What else could I do to improve the tank?


----------



## Ghost Knife (Mar 12, 2008)

I'd add some logs in the front and on the side, but that's just me.


----------



## Sick-Oh (Oct 2, 2009)

Ghost Knife said:


> I'd add some logs in the front and on the side, but that's just me.


wood will absorb the needed pH of the water. but thanks for your advice.


----------



## Ghost Knife (Mar 12, 2008)

Sick-Oh said:


> wood will absorb the needed pH of the water. but thanks for your advice.

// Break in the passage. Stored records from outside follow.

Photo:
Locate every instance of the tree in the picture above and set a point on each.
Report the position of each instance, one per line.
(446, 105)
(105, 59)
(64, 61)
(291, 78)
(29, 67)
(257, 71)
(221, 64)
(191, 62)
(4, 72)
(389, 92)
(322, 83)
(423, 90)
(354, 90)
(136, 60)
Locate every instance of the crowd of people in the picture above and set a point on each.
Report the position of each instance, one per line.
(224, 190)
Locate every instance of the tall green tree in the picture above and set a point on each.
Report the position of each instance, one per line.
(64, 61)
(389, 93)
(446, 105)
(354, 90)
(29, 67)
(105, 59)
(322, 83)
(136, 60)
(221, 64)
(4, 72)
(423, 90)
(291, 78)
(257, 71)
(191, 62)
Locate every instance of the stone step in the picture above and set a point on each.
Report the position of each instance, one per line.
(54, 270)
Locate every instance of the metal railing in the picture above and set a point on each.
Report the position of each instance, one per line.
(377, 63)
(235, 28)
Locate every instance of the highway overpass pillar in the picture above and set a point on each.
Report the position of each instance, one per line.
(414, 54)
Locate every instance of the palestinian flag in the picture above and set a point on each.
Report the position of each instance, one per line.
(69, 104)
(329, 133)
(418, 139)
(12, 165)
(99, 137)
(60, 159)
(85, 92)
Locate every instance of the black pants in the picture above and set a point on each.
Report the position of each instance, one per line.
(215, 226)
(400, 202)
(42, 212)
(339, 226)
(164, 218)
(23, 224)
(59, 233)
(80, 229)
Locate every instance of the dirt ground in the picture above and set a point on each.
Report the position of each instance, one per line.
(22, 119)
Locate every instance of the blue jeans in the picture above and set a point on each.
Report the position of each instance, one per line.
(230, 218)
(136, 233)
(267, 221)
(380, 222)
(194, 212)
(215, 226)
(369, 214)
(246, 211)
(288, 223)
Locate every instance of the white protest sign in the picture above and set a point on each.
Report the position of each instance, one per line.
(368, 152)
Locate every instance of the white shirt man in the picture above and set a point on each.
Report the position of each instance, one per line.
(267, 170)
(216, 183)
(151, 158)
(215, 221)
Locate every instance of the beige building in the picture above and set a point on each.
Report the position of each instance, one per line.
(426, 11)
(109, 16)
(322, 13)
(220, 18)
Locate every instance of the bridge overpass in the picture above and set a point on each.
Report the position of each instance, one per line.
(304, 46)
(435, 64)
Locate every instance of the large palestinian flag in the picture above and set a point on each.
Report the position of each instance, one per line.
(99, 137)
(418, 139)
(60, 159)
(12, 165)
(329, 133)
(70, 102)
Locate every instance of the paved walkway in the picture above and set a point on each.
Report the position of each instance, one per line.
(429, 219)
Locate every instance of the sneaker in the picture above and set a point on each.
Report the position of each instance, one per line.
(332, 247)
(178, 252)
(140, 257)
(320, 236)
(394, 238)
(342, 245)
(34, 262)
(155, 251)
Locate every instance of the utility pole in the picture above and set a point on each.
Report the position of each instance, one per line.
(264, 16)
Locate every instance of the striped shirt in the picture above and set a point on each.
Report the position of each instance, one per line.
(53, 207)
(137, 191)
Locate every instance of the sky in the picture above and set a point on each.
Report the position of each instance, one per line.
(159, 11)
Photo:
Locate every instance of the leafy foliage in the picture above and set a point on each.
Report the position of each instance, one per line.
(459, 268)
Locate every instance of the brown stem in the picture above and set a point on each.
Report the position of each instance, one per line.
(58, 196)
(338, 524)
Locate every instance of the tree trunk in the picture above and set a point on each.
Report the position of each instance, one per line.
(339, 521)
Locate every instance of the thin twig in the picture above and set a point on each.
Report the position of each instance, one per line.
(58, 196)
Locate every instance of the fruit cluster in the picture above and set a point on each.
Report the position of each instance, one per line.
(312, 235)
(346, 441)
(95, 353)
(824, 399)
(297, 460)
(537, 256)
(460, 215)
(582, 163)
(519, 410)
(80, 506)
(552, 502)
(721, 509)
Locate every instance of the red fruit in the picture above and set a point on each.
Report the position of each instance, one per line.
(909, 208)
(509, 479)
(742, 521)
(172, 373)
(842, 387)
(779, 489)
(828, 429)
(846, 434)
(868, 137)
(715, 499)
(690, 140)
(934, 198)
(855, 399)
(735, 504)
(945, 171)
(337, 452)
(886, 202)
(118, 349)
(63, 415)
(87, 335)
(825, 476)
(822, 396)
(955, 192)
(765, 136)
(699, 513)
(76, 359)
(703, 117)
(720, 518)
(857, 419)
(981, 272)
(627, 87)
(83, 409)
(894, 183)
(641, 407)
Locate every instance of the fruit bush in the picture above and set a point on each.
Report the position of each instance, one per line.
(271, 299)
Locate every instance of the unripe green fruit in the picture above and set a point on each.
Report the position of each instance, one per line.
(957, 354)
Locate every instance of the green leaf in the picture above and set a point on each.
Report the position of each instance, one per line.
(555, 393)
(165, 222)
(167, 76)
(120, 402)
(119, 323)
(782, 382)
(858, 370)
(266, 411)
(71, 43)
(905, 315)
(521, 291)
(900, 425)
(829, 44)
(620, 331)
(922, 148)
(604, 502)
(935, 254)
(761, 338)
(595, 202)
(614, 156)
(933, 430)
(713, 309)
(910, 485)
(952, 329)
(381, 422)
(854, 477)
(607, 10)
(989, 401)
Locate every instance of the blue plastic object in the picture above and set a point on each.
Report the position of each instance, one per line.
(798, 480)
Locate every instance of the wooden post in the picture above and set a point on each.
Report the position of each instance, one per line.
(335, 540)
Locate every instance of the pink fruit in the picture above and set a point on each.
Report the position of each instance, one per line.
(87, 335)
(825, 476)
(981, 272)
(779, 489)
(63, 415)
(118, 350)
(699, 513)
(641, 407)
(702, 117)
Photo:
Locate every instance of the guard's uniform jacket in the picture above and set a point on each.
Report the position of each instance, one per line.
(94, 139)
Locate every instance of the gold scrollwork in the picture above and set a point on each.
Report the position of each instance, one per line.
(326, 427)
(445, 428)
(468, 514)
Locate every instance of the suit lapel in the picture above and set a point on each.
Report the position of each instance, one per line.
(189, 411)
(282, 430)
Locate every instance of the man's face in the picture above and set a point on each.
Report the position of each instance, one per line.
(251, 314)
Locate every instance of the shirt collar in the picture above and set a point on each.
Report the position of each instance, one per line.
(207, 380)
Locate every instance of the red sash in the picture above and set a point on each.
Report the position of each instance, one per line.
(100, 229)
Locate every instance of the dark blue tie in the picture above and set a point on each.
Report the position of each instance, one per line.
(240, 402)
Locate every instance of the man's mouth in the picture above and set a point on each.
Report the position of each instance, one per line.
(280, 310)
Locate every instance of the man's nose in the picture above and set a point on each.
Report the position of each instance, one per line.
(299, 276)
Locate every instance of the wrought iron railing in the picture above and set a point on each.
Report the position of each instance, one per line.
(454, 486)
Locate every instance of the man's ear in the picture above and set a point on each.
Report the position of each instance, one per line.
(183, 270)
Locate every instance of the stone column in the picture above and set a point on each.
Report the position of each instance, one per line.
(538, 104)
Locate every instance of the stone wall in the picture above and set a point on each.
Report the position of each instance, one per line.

Not wood logs, but resin logs like you find at Petsmart and Petco.


----------



## emc7 (Jul 23, 2005)

I'm told by biotope purists that plants don't belong in a Malawi tank, but IMO the fish like them, they help water quality, and they look good. 

You have nothing at the top of your tank (the favorite hiding place for picked on fish). I would add either floating plant (hornwort, plastic) or zoomed floating plastic log. Neither really belongs but I find holding mothers hang out there.


----------



## Sick-Oh (Oct 2, 2009)

emc7 said:


> I'm told by biotope purists that plants don't belong in a Malawi tank, but IMO the fish like them, they help water quality, and they look good.
> 
> You have nothing at the top of your tank (the favorite hiding place for picked on fish). I would add either floating plant (hornwort, plastic) or zoomed floating plastic log. Neither really belongs but I find holding mothers hang out there.


the purists are right, but I'm not a purist. I've never heard of a mbuna's longevity being diminished due to alien plant life in an aquarium. I personally love to break up the monotony of rock with a couple simple plants. 

Thanks for the advice!


----------



## mjzuverink (Dec 6, 2009)

i agree, while most people would say no plants in the mbuna tank, this does not mean you cant have them, they are just suggesting that the plants may not survive, they are in no way harmful to the fish. i like the plants you have in your rocks. usually the anubias can survive because of the thick leaves they have. i have a feeling the floating plants would last, but again, they ar worth the try if you think you would like the look of them. other than that i think the tank looks great and there isnt much to add. im not sure what kind of lighting you have. if you have t8 or t5 i think gettin a blue actinic bulb would really look nice


----------



## Obsidian (May 20, 2007)

I tend to like this open look for cichlid tanks. I think it is awesome just as it is. Others may hate all that space.


----------



## FishontheBrain (Aug 7, 2009)

mjzuverink said:


> if you have t8 or t5 i think gettin a blue actinic bulb would really look nice


probably one of the easiest ways to make your tank look great


----------



## rrcoolj (Jun 29, 2009)

Plants are often said not to go with mbunas because mbunas will eat all but the hardiest of plants.It certainly can and is done it just takes some research. The tank looks really good as it is. I wouldn't change a thing.


----------